As in FF, Marvin resorts to best-first search if EHC proves unable to find a solution. This approach maintains the completeness of the planner in the cases where the use of EHC with helpful actions would otherwise render the search incomplete. Two other planners in IPC 4 used variations on the best-first search algorithm, YAHSP [Vidal 2004] and Fast-Downward [Helmert 2006]. Unlike Marvin, however, in these two planners there is no incomplete search step (such as EHC) before using a modified best-first search algorithm. In YAHSP, conventional WA* search is used but within the search queue, states reached by applying a helpful action in their parent state are ordered before those which were not. In Fast-Downward, a `deferred heuristic evaluation' strategy is used, where states are inserted into the search queue with the heuristic value of their parent state; the actual heuristic cost of the state is then only calculated when the state is expanded.
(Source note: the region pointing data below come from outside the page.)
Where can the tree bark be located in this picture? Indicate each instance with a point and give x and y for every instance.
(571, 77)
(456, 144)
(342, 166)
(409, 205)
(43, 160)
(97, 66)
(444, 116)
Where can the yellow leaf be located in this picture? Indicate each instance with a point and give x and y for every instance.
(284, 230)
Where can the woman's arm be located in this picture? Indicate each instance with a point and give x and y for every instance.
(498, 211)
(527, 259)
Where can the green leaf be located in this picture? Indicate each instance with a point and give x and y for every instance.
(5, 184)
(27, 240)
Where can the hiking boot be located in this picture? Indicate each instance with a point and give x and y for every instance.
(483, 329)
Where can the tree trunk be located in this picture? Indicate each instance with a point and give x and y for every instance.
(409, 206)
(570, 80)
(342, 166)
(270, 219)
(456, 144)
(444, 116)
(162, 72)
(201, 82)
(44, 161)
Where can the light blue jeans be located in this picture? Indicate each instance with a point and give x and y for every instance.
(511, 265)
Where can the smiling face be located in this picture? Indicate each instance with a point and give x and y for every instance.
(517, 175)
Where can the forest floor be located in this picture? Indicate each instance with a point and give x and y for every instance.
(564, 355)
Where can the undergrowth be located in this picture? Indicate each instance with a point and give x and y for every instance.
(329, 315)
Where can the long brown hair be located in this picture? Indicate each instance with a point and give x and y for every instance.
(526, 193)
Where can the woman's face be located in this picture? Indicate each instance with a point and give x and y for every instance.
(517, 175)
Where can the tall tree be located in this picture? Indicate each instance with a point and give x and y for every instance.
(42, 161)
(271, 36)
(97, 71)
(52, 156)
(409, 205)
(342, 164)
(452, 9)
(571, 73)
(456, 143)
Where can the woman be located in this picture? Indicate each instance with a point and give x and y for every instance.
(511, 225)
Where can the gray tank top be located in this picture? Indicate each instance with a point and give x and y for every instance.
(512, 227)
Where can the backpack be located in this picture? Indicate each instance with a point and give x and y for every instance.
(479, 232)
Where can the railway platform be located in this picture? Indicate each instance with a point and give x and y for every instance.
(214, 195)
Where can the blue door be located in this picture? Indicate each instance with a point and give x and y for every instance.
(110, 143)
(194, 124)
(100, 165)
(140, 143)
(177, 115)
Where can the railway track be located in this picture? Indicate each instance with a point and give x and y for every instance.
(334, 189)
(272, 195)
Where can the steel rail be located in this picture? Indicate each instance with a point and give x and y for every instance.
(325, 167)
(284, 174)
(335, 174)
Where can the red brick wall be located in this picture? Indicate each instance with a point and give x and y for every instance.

In Marvin the best-first strategy is modified by greedily expanding the first successor found with a better heuristic than its parent state, but retaining the parent so that its remaining children can be evaluated later if necessary. The effect of this is similar to the approach taken in Fast-Downward, and would lead to the nodes in the search space being visited in the same order. The approach taken in Marvin, however, allows a smaller search queue to be maintained, as nodes are not necessarily inserted into the search queue for each successor node reachable from a state.

Whenever a successor state is generated and evaluated (by calculating its heuristic value), one of two things happens:

- If the successor has a heuristic better than its parent, the successor is placed at the front of the search queue, with its parent state behind it (along with a counter variable, noting how many successors have already been evaluated); and the search loop is then restarted from the successor state.
- If the successor has a heuristic no better than its parent, the successor is inserted into the search queue in its appropriate place (stable priority-queue insertion, ordered by heuristic value). The process then carries on evaluating the successors of the parent state.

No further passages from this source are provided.